Geoff Mangum's PuttingZone™ Instruction

ZipTip: Targeting: Putt Out Your Eyes

The shape and geometrical features of your field of vision offers assistance to your putting targeting and stroke that you may not be aware of -- and learning these matters.


Your eye fields are two egg-shaped regions that overlap. If you close your non-dominant eye, you can see the shape defined by the inside of your nose, your eyebrow, the corner of your eye, and your cheek. With a straight-ahead gaze, there is one and only one point where your line of sight penetrates this egg-shape -- about 1" in from the bridge of your nose where your pupil is located and is pointed. If you wore glasses, you could paint a red dot with a marker on the lens where this spot is, and everytime your gaze is straight out you would look thru this spot. Any other gaze direction does not. A horizontal line across both pupils plus this aim spot define the plane of your vision with this gaze. When you place this gaze directly above the ball, the vertical plane of the putt and this plane of vision coincide. This "line" across both pupils then corresponds exactly with the startline of your square putt on the ground, as well as the line your stroke needs to follow to move the sweetspot back and thru the ball.
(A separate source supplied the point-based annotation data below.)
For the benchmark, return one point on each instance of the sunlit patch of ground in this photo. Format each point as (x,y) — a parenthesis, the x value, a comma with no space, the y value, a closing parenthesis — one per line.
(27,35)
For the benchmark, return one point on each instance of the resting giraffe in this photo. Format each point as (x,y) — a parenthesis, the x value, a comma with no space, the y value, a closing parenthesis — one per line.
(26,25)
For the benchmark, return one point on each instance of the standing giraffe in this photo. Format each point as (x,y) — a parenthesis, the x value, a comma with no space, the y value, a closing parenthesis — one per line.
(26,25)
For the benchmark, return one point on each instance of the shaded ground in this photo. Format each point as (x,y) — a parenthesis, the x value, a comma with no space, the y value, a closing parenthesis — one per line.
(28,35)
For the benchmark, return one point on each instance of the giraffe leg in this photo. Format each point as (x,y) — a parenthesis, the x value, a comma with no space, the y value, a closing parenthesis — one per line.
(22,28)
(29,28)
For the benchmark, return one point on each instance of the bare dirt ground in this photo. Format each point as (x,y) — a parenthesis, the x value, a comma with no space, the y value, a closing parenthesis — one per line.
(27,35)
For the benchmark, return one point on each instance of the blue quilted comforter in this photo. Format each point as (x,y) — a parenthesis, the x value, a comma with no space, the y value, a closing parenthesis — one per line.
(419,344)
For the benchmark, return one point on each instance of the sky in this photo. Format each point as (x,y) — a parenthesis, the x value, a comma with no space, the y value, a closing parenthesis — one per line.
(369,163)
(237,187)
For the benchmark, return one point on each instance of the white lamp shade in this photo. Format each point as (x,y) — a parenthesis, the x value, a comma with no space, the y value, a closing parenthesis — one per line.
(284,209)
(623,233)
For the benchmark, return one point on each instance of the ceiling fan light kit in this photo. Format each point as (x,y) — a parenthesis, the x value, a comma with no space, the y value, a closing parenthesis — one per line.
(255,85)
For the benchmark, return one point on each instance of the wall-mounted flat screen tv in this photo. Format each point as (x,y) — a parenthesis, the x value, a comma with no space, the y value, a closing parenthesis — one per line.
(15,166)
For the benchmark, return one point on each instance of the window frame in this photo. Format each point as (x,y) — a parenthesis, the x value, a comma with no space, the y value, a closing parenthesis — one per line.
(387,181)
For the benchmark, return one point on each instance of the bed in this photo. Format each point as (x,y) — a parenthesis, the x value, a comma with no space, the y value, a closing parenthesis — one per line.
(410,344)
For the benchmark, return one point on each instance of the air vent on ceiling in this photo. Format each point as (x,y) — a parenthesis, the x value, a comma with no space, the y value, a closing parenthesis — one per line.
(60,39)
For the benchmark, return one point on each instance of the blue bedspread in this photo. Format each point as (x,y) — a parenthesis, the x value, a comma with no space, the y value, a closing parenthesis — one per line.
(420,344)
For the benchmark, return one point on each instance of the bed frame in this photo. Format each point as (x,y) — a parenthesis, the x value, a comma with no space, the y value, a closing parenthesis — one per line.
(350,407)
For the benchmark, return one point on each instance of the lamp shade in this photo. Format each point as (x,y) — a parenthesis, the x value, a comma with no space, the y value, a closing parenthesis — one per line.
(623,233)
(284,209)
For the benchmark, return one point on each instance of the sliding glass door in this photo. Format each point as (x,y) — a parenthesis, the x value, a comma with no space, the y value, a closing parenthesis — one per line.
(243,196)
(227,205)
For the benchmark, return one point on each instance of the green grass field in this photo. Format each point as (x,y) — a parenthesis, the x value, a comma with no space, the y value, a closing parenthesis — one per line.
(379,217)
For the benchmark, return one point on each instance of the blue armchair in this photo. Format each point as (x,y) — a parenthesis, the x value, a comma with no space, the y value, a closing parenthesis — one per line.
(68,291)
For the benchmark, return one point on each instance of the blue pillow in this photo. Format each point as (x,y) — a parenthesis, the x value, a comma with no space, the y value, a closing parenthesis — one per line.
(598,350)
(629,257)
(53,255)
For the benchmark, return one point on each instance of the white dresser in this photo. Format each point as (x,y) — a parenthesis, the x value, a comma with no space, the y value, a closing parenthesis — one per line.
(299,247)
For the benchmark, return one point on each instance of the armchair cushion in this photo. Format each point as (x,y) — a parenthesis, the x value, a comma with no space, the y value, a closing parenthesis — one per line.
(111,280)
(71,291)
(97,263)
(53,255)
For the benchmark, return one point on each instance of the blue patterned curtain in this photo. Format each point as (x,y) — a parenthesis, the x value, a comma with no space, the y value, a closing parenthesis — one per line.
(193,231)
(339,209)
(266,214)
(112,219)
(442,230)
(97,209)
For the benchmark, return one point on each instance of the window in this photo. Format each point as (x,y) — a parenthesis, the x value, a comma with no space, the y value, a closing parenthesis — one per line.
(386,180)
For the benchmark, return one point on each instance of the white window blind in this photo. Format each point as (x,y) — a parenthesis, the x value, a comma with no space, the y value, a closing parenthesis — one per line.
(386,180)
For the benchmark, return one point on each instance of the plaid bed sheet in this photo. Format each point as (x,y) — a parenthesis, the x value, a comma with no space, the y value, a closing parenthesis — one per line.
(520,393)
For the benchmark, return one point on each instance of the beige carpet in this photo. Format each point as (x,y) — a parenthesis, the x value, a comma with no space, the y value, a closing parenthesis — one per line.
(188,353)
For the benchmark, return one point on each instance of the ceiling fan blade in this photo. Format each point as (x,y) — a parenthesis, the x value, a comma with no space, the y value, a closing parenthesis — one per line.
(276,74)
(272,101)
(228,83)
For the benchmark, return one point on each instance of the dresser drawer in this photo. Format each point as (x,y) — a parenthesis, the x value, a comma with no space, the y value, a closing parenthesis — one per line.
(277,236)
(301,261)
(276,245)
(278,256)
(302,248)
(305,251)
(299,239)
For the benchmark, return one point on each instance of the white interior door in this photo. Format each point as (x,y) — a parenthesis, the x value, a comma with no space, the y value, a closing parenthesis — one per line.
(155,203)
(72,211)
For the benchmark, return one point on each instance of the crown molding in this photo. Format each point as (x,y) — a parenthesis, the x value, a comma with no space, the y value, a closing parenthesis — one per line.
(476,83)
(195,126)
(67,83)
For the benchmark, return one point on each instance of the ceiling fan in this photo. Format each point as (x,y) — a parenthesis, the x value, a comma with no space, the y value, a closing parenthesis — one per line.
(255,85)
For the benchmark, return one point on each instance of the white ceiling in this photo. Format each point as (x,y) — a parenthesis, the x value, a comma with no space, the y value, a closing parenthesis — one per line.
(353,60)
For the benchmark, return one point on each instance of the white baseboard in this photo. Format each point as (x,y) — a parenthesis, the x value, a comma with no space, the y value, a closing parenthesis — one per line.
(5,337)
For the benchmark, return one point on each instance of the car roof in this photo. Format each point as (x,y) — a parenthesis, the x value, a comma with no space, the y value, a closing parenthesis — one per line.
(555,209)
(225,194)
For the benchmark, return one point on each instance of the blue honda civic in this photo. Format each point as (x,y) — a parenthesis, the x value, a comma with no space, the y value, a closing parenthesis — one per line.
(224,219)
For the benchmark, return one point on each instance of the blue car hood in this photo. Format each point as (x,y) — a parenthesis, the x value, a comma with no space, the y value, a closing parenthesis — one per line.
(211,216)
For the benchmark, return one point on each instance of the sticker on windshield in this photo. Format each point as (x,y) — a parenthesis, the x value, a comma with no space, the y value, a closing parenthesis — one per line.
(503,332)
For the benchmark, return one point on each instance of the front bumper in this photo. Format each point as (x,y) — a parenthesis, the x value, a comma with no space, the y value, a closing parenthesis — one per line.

So what? This means that your ball must start on this line, and you can reference the startline by paying attention to your egg-shaped fields of vision. The line in your rearward eye's field sends the ball out into the bridge of your nose. The line in the forward eye's field sends the ball out into the corner of your eye. This is a lot like cheating!

Try putting with glasses (or sunglasses). Note the aim spot for a straight-ahead gaze in your dominant eye. Position your dominant-eye's glasses lens over the ball so the straight-ahead plane of vision matches the vertical plane of the putt. You can then notice that the top of the glasses frame parallels your startline and that a line from one corner of the frame to the other crosses your pupils and runs right on top of the startline on the ground. You will also be able to notice the nosepiece for the glasses and see the startline of the putt in your rearward eye, and notice the corner of the forward lens and see how the startline sends the ball out to the corner of the glasses.

There is much more that can be done with glasses, both as a training aid and as a way to putt -- especially in turning the head and gaze toward the target. If you envision both fields of vision as the gondolas on a Ferris Wheel, with your neck as the axis, then you turn your head targetward to deliver the two gondolas of your gaze to the target, with one eye vertically above the other. From the target looking back, your glasses top frame line will appear vertical. (See Jim Flick's glasses, below.) Give it a try and work out the details for yourself. I think it ought to really help!